Eu não tinha em mente escrever sobre o Oscar. Não por algum acesso rebelde-underground, mas por estar um pouco saturado com premiações por assistir às predecessoras ao Oscar, como o Globo de Ouro, as premiações dos sindicatos… Além do motivo principal: não assisti à metade das produções indicadas ao Oscar de Melhor Filme. Aviso, portanto, que poderei não ter muito conhecimento de causa quando palpitar sobre algo. Mas para poder fazer isso sem muita culpa, eu não vou dizer quais deixei de assistir.
Aliás, um comentário sobre este aumento no número de indicados a Melhor Filme de cinco para dez, desde o ano passado: se, por um lado, produções independentes (e animações, no caso de Toy Story 3 e, anteriormente, de UP – Altas Aventuras) têm uma maior chance de aparecer para o grande público, por outro lado, quando eram cinco as produções indicadas já existia o fato de que, quase sempre, ao menos duas produções não tinham chances de ganhar. Esse problema se agrava com o aumento de indicações: o desnível entre algumas produções indicadas fica muito mais latente.
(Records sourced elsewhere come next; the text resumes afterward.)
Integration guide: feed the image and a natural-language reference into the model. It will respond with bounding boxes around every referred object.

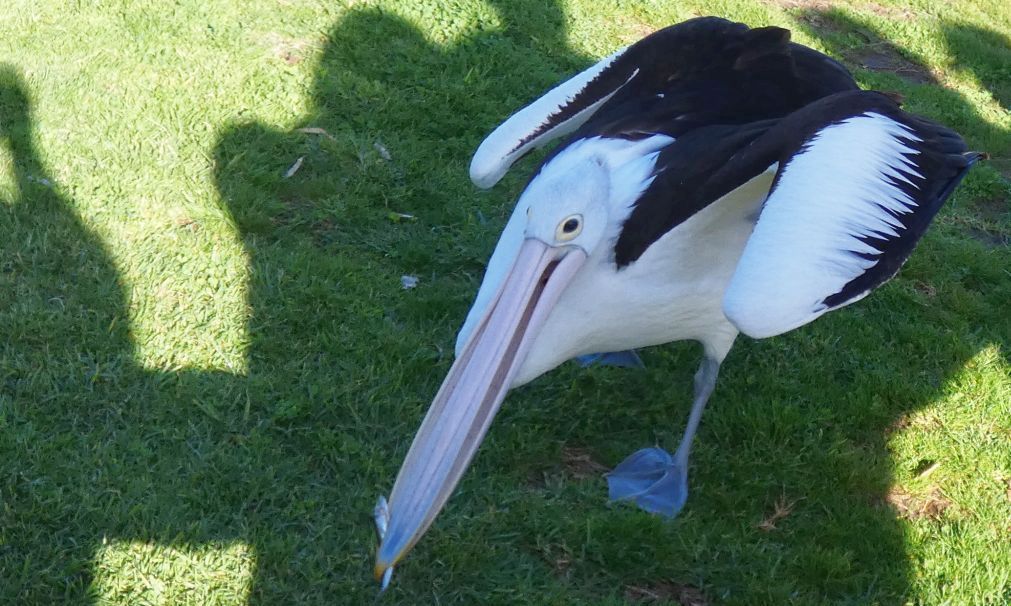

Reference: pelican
[375,17,982,585]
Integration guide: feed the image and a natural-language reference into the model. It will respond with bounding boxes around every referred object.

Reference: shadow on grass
[0,1,996,604]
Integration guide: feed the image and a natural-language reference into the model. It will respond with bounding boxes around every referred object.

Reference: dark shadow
[0,0,1011,604]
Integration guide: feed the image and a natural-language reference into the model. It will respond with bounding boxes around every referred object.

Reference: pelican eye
[555,214,582,242]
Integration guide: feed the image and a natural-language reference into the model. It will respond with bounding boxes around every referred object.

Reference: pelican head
[375,147,634,577]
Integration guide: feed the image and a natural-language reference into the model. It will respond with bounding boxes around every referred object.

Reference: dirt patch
[538,543,572,579]
[625,581,709,606]
[966,228,1011,248]
[776,6,939,85]
[757,495,797,532]
[769,0,843,10]
[265,33,314,65]
[527,446,611,489]
[886,487,951,521]
[844,47,937,84]
[562,446,611,480]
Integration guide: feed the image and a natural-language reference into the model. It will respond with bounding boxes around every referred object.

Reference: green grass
[0,0,1011,605]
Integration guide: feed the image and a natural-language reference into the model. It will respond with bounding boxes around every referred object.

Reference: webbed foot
[607,448,688,518]
[575,349,646,368]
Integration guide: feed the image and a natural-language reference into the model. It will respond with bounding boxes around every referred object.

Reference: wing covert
[723,91,980,338]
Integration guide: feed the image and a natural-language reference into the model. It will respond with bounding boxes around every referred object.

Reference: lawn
[0,0,1011,606]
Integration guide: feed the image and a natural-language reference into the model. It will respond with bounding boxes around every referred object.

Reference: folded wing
[723,91,980,338]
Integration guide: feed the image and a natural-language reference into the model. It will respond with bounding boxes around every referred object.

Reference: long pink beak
[375,240,586,580]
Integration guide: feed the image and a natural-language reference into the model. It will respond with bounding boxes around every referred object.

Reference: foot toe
[608,448,688,518]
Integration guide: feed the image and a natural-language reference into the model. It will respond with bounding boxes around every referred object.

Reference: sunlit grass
[0,0,1011,605]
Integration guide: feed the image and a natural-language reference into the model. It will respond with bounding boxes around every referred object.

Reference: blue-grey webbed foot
[608,448,688,518]
[575,349,646,368]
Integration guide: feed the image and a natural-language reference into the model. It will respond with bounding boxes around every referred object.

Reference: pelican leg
[608,356,720,518]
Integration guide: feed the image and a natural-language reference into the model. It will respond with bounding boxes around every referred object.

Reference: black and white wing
[470,17,856,188]
[723,91,981,338]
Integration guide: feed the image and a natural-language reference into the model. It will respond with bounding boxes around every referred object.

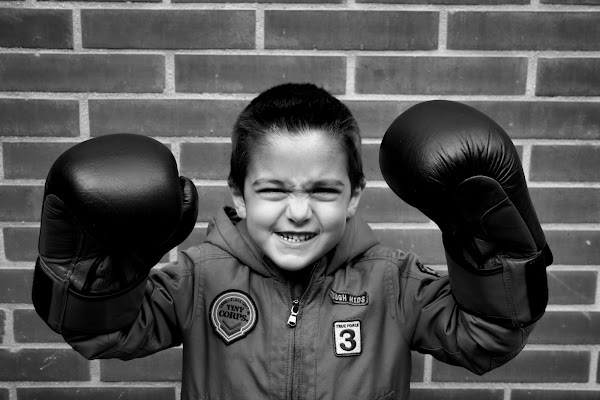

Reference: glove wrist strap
[32,257,147,335]
[446,242,552,326]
Vou comentar a cerimônia enquanto a assisto. Então eventualmente direi um pouco antes os meus favoritos, e aviso que na grande maioria das vezes não vou poder anunciar aqui os indicados, indo direto aos vencedores. Ou seja: é uma coluna para quem viu o Oscar. E quem não viu?
No pré-show na TNT vejo Chris Nicklas e Rubens Ewald Filho, odiado por 10 entre 10 cinéfilos – um Galvão Bueno do Cinema. Digo, não chega a tanto: eu o respeito pela absurda quantidade de informação que detém sobre a indústria do cinema. Não muito pelas suas opiniões, é verdade. Uma ressalva me vem à mente: o comentário que ele fez na cerimônia do Sindicato dos Atores de Hollywood (SAG) sobre Winona Ryder quando ela apareceu no telão, sendo indicada a Melhor Atriz em Filme ou Minissérie, por When Love Is Not Enough (“vejam como ela é má atriz: olhem essa mãozinha no peito!”, quando sua personagem fazia cara de injustiçada).
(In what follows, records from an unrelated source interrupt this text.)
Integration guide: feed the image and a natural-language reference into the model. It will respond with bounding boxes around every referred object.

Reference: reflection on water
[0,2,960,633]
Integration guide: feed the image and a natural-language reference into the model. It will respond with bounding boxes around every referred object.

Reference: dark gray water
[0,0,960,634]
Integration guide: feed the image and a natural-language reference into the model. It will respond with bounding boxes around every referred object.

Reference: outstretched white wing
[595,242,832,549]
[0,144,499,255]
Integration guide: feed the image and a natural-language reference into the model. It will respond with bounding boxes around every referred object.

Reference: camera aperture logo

Eles apresentam os indicados, mostram entrevistas das celebridades que posam no tapete vermelho e, principalmente, falam dos vestidos das mulheres da festa. Não tenho muito a comentar sobre o assunto: Helena Bonham Carter veio até comportada à cerimônia – talvez esteja guardando um vestido bem estranho pra quando tiver mais chances de ganhar o prêmio, o que espero que aconteça em breve. Sobre a transmissão da TNT em si, não sei o que se passa com os seus câmeras, mas eles definitivamente não sabem nada de enquadramento e tampouco os apresentadores sabiam para que câmera olhar, na maioria das vezes. Isso deu um ar amador a uma emissora que já tem tradição cobrir estes eventos.
A CERIMÔNIA
A octogésima terceira cerimônia do Oscar começa com uma surpresa: um vídeo em que Anne Hathaway e James Franco, os apresentadores desta edição, numa montagem, conversam com Leonardo DiCaprio em A Origem e entram no sonho de Alec Baldwin, passando pelos filmes indicados ao Oscar e rendendo ótimas cenas nas montagens entre eles e os personagens dos filmes por que passeiam. Isso me lembra uma versão de gala de Vídeo Show. A cerimônia começa bem, e os dois aparecem no palco do Kodak Theatre – detalhe pra James Franco com um celular na mão, muito provavelmente twittando.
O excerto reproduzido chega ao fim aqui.